High performance superconducting wire in high applied magnetic fields via nanoscale defect engineering

High temperature superconducting (HTS) wires capable of carrying large critical currents with low dissipation levels in high applied magnetic fields are needed for a wide range of applications. In particular, for electric power applications involving rotating machinery, such as large-scale motors and generators, a high critical current, I_c, and a high engineering critical current density, J_E, in applied magnetic fields in the range of 3-5 Tesla (T) at 65K are required. In addition, exceeding the minimum performance requirements needed for these applications results in a lower fabrication cost, which is regarded as crucial to realize or enable many large-scale bulk applications of HTS materials.
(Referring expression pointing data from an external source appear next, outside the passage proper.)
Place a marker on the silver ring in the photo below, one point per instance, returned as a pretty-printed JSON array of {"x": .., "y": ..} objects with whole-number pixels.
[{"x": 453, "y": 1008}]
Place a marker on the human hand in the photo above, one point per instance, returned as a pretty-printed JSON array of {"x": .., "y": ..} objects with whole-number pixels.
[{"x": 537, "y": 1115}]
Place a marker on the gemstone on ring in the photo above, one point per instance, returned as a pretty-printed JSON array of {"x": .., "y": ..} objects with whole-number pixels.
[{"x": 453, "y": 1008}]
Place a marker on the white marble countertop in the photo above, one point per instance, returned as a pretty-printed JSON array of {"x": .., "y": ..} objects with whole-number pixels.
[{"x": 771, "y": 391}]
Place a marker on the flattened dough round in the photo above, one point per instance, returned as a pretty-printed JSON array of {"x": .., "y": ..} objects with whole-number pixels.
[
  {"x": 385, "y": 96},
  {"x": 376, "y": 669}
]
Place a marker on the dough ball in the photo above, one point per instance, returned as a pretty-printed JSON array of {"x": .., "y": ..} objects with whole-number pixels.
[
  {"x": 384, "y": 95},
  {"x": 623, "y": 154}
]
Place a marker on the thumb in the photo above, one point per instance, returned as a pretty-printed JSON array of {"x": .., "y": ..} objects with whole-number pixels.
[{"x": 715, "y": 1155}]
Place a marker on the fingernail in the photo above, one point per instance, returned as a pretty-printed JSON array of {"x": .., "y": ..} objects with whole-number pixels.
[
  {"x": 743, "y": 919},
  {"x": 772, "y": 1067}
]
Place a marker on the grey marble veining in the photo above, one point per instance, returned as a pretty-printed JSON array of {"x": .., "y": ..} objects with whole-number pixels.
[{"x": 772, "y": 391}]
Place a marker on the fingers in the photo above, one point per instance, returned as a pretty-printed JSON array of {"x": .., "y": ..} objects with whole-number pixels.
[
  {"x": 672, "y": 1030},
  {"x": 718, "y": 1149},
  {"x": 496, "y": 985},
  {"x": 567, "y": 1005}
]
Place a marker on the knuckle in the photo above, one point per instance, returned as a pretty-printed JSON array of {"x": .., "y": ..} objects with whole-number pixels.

Here we report the fabrication of short segments of a potential superconducting wire comprised of a 4νm thick YBa₂Cu₃O_7-δ (YBCO) layer on a biaxially textured substrate with a 50% higher I_c and J_E than the highest values reported previously. The YBCO film contained columns of self-assembled nanodots of BaZrO₃ (BZO) roughly oriented along the c-axis of YBCO. Although the YBCO film was grown at a high deposition rate, three-dimensional self-assembly of the insulating BZO nanodots still occurred. For all magnetic field orientations, minimum I_c and J_E at 65K, 3T for the wire were 353Acm^-1 and 65.4kAcm^-2, respectively.